Languages like Python and Ruby already have system call capabilities. You can literally do anything with those calls. So this already exists in some form, albeit not in the extreme form I envisioned.
> I've been working privately on such a "systems programming REPL" in my free time. Basically a freestanding Lisp with pointers and built-in Linux system calls.
Are you building something similar to babashka? Would you be able to figure out what they did with babashka to figure out what you've been unable to do, or are you challenging yourself?
Thanks, that's a nice project I didn't know about! Always happy to see more projects along these lines!! I'm not sure to what extent it permits systems programming though. I searched the repository for common system calls like mmap and didn't find anything. I assume it links to either libc or JVM.
I suppose I'm challenging myself. What I had in mind is much lower level: a Lisp thing where I can use the Linux system calls directly. It's gonna look like this:
; mmap some memory
(set memory (mmap 0 4096 '(read write) '(private anonymous) -1 0))

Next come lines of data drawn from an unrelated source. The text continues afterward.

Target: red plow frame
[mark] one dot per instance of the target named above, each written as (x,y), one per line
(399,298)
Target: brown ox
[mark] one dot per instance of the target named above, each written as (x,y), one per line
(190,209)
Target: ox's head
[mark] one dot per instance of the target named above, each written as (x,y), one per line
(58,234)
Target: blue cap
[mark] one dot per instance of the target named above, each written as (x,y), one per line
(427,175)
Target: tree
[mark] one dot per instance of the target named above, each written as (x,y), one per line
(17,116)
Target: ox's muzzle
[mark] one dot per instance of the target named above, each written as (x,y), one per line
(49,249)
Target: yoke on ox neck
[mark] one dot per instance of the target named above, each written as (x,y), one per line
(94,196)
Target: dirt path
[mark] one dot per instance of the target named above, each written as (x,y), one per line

; query the kernel for some data
; terminal size for example
; have the kernel put the data at the start of that memory
(ioctl 1 'TIOCGWINSZ memory)
; memory now points to a struct winsize
; decode the 4 unsigned shorts
; first two unsigned shorts are the terminal's rows and columns
The language runtime is completely freestanding: it doesn't link to any library at all, not even libc. I made it so eval supports a special system-call function which executes a Linux system call from C, and I want to build literally everything else on top of that. I want to be able to run strace on any coreutils binaries, see what system calls they make and then implement the same thing on top of the system-call primitive. It should be possible to make a coreutils module that contains an mv function, for example.
; boils down to:
; (renameat2 'fd-cwd "file" 'fd-cwd "renamed" 'no-replace)
(mv "file" "renamed")
I had to use static allocation to pre-allocate a stack of Lisp cells when the process is loaded just to get it to evaluate at all. Now I'm trying to get the garbage collector to work so I can get it to bootstrap to a point where it can allocate memory, read files and load more code. I wish I had something real to show for all this effort but right now it's not real yet.
$ txr -i winsz.tl
TXR doesn't really whip the llama's ass so much as the lambda's.
1> (let ((ws (new winsize)))
(ioctl-winsz 0 TIOCGWINSZ ws)
ws)
#S(winsize ws-row 37 ws-col 80 ws-xpixel 0 ws-ypixel 0)
I'd like to have system call support as a feature built right into eval. Maybe a JIT compiler that emits code with Linux system call calling conventions whenever eval encounters a (system-call ...) form.
Basically all/most Common Lisp implementations have a foreign function interface. Those who run on some UNIX or Linux need support for low level access.
See for example the SBCL sources for mmap and ioctl.
AFAIK, originally the reason why they were made as programs was that the available programming languages were too cumbersome for such use. Now we have plenty of experience making lightweight scripting languages that are pleasant to use in a live environment (vs premade script), so why give up the flexibility of ad-hoc scripting?